L’industrie pharmaceutique mondiale est en pleine crise. Et c’est d’autant plus grave que l’enjeu est stratégique : la santé humaine. Les groupes suisses Novartis et Roche ont supprimé 3000 emplois aux Etats-Unis l’an dernier, le laboratoire israélien TEVA, 5000, en deux ans.
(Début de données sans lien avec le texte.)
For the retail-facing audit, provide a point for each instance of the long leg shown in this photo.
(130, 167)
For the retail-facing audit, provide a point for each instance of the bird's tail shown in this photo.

Ces restructurations des entreprises pharmaceutiques correspondent à une situation très tendue sur le marché mondial du médicament à laquelle l’industrie française ne fait pas exception. Sa croissance s’est ralentie de 2003 à 2013, avant d’amorcer, depuis, un recul encore modeste, mais inquiétant : restructurations, comme celle du groupe Pierre Fabre, (entreprise patriotique par excellence, détenue par une fondation), réduction des coûts, licenciements, le LEEM – l’instance représentative des entreprises du médicament – a ainsi comptabilisé, en 2014, 27 plans de sauvegarde de l’emploi dans ce secteur, portant sur 3200 postes.  Les entreprises ont décidé de se désengager petit à petit de la médecine de ville au profit des produits innovants destinés à l’hôpital, ou de rester sur la médecine de ville mais en se focalisant sur des niches de prescripteurs spécialisés, rhumatologues ou psychiatres. Plus inquiétant encore, les entreprises pharmaceutiques les plus importantes – les «Big Pharma» – renoncent aussi par paliers à leurs sites de production et même à la R&D.